Step 2: Convert the angle of depression in minutes to decimal form. The angle of depression 40°5' can be converted to decimal form as follows:
40° + (5'/60') = 40.0833°
Step 3: Use trigonometry to calculate the distances AB and AC.
For triangle ABD:
BD/AB = tangent(angle of depression 27°)
Let's assume BD = x.
tan(27°) = x / AB
For triangle ACD:
CD/AC = tangent(angle of depression 40.0833°)
Let's assume CD = y.
tan(40.0833°) = y / AC
Step 4: Solve the equations to find AB and AC.
From triangle ABD:
tan(27°) = x / AB
AB = x / tan(27°)
From triangle ACD:
tan(40.0833°) = y / AC
AC = y / tan(40.0833°)
Step 5: Find the distance between the two objects.
To find the distance between points B and C, we need to calculate the difference between AB and AC:
Distance between B and C = AB - AC
Now, using the given information, plug in the values and calculate the distances AB and AC. Finally, subtract AC from AB to find the distance between the two objects.

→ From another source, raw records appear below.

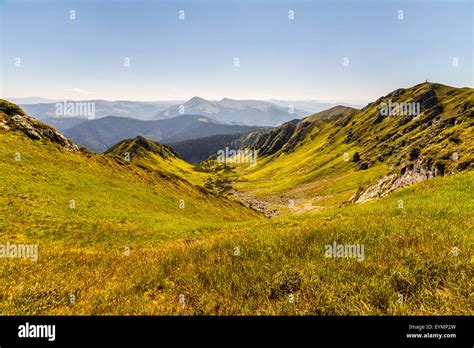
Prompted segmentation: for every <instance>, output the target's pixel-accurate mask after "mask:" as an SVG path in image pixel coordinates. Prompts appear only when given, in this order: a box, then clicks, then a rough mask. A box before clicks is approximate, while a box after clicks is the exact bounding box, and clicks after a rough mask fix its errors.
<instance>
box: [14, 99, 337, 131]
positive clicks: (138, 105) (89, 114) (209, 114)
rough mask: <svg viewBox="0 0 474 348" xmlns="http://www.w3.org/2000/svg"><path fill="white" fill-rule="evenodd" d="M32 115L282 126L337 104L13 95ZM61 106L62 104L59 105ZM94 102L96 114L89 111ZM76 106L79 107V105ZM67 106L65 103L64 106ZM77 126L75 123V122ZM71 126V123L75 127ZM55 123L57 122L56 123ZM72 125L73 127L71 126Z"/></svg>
mask: <svg viewBox="0 0 474 348" xmlns="http://www.w3.org/2000/svg"><path fill="white" fill-rule="evenodd" d="M10 100H12V101H13V102H17V103H18V104H19V105H20V106H21V107H22V108H23V109H24V110H25V112H27V113H28V114H29V115H32V116H34V117H36V118H37V119H39V120H44V121H45V122H47V123H48V122H54V121H52V119H57V118H66V119H69V118H79V119H81V118H82V119H91V118H93V119H99V118H103V117H107V116H110V115H112V116H118V117H129V118H136V119H140V120H148V121H149V120H163V119H168V118H172V117H177V116H181V115H184V114H187V115H203V116H208V117H211V118H213V119H215V120H216V121H220V122H222V123H227V124H239V125H247V126H279V125H280V124H282V123H285V122H287V121H289V120H292V119H295V118H298V119H300V118H303V117H304V116H307V115H311V114H314V113H315V112H318V111H321V110H325V109H328V108H330V107H332V106H335V105H336V104H330V103H320V102H312V101H283V100H275V101H274V102H269V101H258V100H234V99H229V98H224V99H222V100H220V101H210V100H206V99H203V98H200V97H194V98H191V99H190V100H188V101H186V102H184V101H183V102H181V101H161V102H160V101H150V102H142V101H127V100H119V101H106V100H76V101H70V100H68V101H57V100H51V99H45V98H40V97H31V98H12V99H10ZM58 103H60V104H63V103H65V104H64V105H68V106H67V107H69V106H73V109H74V110H73V112H72V113H69V114H67V113H64V112H61V111H59V112H58V109H59V108H60V107H63V106H62V105H59V104H58ZM58 105H59V106H58ZM92 105H93V111H94V112H93V115H92V117H91V114H88V113H87V111H90V108H91V106H92ZM76 106H80V107H77V108H76ZM63 108H64V109H66V106H64V107H63ZM72 123H73V125H75V124H74V123H75V122H72ZM58 124H59V126H60V127H63V130H64V129H67V128H66V127H68V125H69V122H68V121H64V122H60V123H58ZM73 125H72V126H73ZM54 126H56V124H55V125H54ZM72 126H71V127H72Z"/></svg>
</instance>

To find the distance between the two objects, we can use trigonometry and apply the concept of angles of depression.
First, let's draw a diagram to visualize the situation. Let T represent the top of the tower, and A and B represent the two objects.
```
A
/
/
/ θ1
/ /
T _______/________
θ2
B
```
Now, let's label the given information.
- The height of the tower, T to the ground, is 57 ft.
- The angle of depression from the tower to object A is 27 degrees.
- The angle of depression from the tower to object B is 40 degrees 5 minutes.
To find the distance between the two objects, we can consider the right triangles formed by the tower, the objects, and the horizontal ground.
For object A, we have a right triangle with the tower as the vertical side and the distance to object A as the horizontal side. The angle between the vertical side and the horizontal side is the angle of depression (θ1 = 27 degrees).
Similarly, for object B, we have a right triangle with the same vertical side (the tower) and the distance to object B as the horizontal side. The angle between the vertical side and the horizontal side is the angle of depression (θ2 = 40 degrees 5 minutes).
Let's use the trigonometric tan function to find the distances to objects A and B.
For object A:
tan(θ1) = height of tower / distance to A
tan(27 degrees) = 57 ft / distance to A
For object B:
tan(θ2) = height of tower / distance to B
tan(40 degrees 5 minutes) = 57 ft / distance to B
To find the distance to object A:
distance to A = 57 ft / tan(27 degrees)
To find the distance to object B:
distance to B = 57 ft / tan(40 degrees 5 minutes)
Now, we can calculate these distances using a calculator or trigonometric tables. Let's substitute the values and compute the distances.
distance to A = 57 ft / tan(27 degrees) ≈ 103.23 ft
distance to B = 57 ft / tan(40 degrees 5 minutes) ≈ 71.82 ft
Therefore, the distance between the two objects (A and B) is approximately 103.23 ft - 71.82 ft = 31.41 ft.
Hence, the distance between the two objects is approximately 31.41 ft.